Once connected, the 15 tools appear in the client's available-tools list under the namespace prefix mcp__ee059666-bffd-44c4-8cd5-086bd3ffcf5a__. The trailing 36-character identifier is the server's stable installation ID; it does not change across sessions but is opaque to consumers and should not be parsed.
There is no per-tool authentication — once the MCP session is authenticated, all tools are callable. Rate limits and entitlements (which jurisdictions / portals the token may query) are enforced server-side based on the user's Lawstronaut subscription.
Recommended quick check: list_jurisdictions takes no arguments, returns 132 items, and is the fastest way to confirm the connection is alive.
3. The Lawstronaut data model in one page
Audience: everyone, especially legal PMs and LLM consumers.
Lawstronaut organises legal content along two orthogonal axes: a geographic/institutional axis (where the law lives and who issued it) and a legal-taxonomy axis (what kind of law it is).
Geographic / institutional axis
Jurisdiction (iso: "BE", "IE", "US_CA", "EU", ...)
└─ Portal (e.g. "Belgium Federal Constitutional Court (Dutch)")
└─ Issuing Authority (e.g. "Constitutional Court")
└─ Authority Type (e.g. "Arresten", "Act", "Prospectus")
└─ Document (versioned, with text, markdown, optional PDF)Each portal exposes one or more authority_type values and one or more issuing_authority values. list_authority_types and list_issuing_authorities both pivot on jurisdiction and optionally portal.
Legal taxonomy axis
A 4-level hierarchy with deterministic dotted IDs:
Domain (A, B, C) — 3 entries (Private law, Public Law, Miscellaneous)
└─ Subdomain (A.1, A.2, ...)
└─ Category (A.1.1, A.2.5, ...) — 81 entries
└─ Subcategory (A.2.5.1, A.2.5.16, ...) — 21+ per category
└─ Law type (numeric id, e.g. 1507) — fine-grained typing
Concrete example:
A Private law
└── A.2 National law
└── A.2.5 Corporate law
└── A.2.5.1 Company formation and incorporation
└── 1507 Company Formation Policy and Framework Laws
└── 1508 Incorporation Procedures Laws
└── 1509 Company Name Registration LawsThe Document object
Every document carries (at minimum) document_id, title, jurisdiction, portal, portal_name, issuing_authority, type_of_authority, language, legal_link, version, status, repealed, crawling_date, last_updated, and an optional file_data block when an underlying PDF/binary is attached.

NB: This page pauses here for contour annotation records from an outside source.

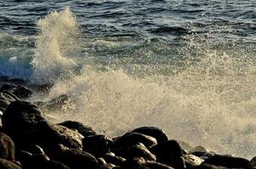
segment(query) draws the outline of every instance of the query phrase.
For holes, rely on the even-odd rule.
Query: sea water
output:
[[[140,126],[251,158],[254,1],[0,0],[0,75],[66,95],[54,122],[109,137]],[[42,107],[43,108],[43,107]]]

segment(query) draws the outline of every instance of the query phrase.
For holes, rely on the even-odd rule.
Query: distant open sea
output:
[[[47,3],[48,2],[48,3]],[[256,152],[254,0],[0,0],[0,76],[68,95],[54,122],[114,136],[163,128],[192,146]]]

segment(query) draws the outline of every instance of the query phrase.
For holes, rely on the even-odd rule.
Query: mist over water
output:
[[[37,22],[38,33],[30,36],[35,45],[25,41],[23,46],[24,52],[30,53],[22,67],[25,76],[13,68],[5,71],[28,83],[53,84],[49,94],[36,93],[32,100],[69,95],[61,109],[44,110],[52,120],[80,121],[110,137],[140,126],[156,126],[170,139],[192,146],[247,158],[255,155],[254,36],[232,34],[239,29],[220,20],[214,25],[201,23],[203,33],[192,22],[189,28],[153,27],[148,36],[121,30],[102,35],[97,26],[92,30],[88,25],[85,32],[71,10],[51,12]],[[213,31],[208,31],[210,26]],[[113,30],[111,26],[105,29]],[[8,41],[15,39],[9,36]],[[24,41],[24,36],[18,37],[18,44]],[[15,68],[20,68],[15,54],[8,57],[3,53],[8,58],[3,63],[16,62]]]

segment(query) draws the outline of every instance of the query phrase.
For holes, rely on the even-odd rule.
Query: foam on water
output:
[[[29,38],[0,33],[0,75],[9,79],[28,79],[31,71],[29,63],[33,49]]]
[[[34,78],[54,82],[43,99],[70,97],[62,109],[47,112],[57,122],[80,121],[109,136],[139,126],[157,126],[170,139],[192,145],[255,155],[256,62],[248,53],[237,57],[235,52],[191,43],[176,74],[142,78],[125,73],[122,65],[104,71],[84,66],[81,74],[59,79],[76,66],[64,47],[67,38],[72,39],[70,33],[77,31],[75,18],[69,9],[53,12],[38,26],[42,33],[32,61]],[[196,55],[190,56],[191,50]]]
[[[59,76],[70,74],[76,63],[67,56],[69,46],[77,33],[75,17],[69,8],[51,12],[37,23],[40,35],[33,57],[33,82],[53,83]]]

Date fields are present on the schema but often empty for documents that don't apply. Treat empty strings as "unknown / not extracted", not as "absent in reality".
4. Quickstart
Audience: developers and external consumers.

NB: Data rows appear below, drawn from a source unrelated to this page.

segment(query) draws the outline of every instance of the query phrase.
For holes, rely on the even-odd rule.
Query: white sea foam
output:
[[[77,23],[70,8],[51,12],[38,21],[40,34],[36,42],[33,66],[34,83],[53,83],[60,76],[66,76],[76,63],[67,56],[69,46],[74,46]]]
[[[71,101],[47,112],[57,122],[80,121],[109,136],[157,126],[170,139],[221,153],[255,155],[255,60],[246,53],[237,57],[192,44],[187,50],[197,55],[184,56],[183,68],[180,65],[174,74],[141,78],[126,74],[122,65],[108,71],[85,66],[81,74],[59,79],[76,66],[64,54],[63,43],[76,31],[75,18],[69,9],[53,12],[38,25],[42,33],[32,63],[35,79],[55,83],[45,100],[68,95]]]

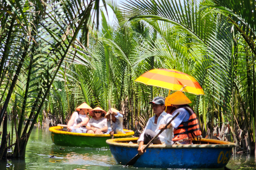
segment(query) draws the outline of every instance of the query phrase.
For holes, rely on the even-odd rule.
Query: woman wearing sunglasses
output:
[[[67,124],[67,129],[68,131],[76,133],[86,133],[86,126],[89,121],[87,113],[92,110],[92,108],[84,102],[76,108],[77,112],[74,112]]]
[[[106,111],[99,107],[97,107],[89,112],[92,118],[87,124],[87,133],[104,134],[108,130],[107,119],[104,118]]]

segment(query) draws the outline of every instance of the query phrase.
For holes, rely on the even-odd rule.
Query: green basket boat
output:
[[[49,128],[55,144],[61,146],[90,147],[108,147],[106,140],[111,138],[110,134],[95,134],[67,131],[63,127],[55,126]],[[125,134],[114,134],[114,138],[131,137],[134,134],[132,130],[124,129]]]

Three-call workflow to go from "I know nothing" to "I have the full text of a recent Irish Act":
Step 1 — Confirm the corpus has what you want:
list_jurisdictions() → 132 entries; pick "IE"
Step 2 — See what new content arrived recently:
horizon_scan(iso="IE", since="7d", max_per_jurisdiction=3)
→ returns 219 fresh docs; first hit has
document_id=27732019, title="Protection of Employees (Employers'
Insolvency) (Amendment) Act 2026"
Step 3 — Pull the full text:
get_document_text(iso="IE", document_id="27732019", limit=1)
→ returns full_text (the entire Act)
get_markdown(iso="IE", document_id="27732019", limit=1)
→ same content as markdown with inline links
For documents that are PDFs (case law, prospectuses, government decrees), substitute step 3 with:
get_source_url(document_id=20951014)
→ presigned S3 URL valid ~1 hourThat's the entire happy path. The 12 remaining tools exist to help you find the document_id you want, not to fetch it.
5. Tool reference
Audience: developers, external consumers, LLM authors.
Every tool here was called live against the production MCP on 2026-05-27. The example responses below are real, trimmed responses — not invented schemas.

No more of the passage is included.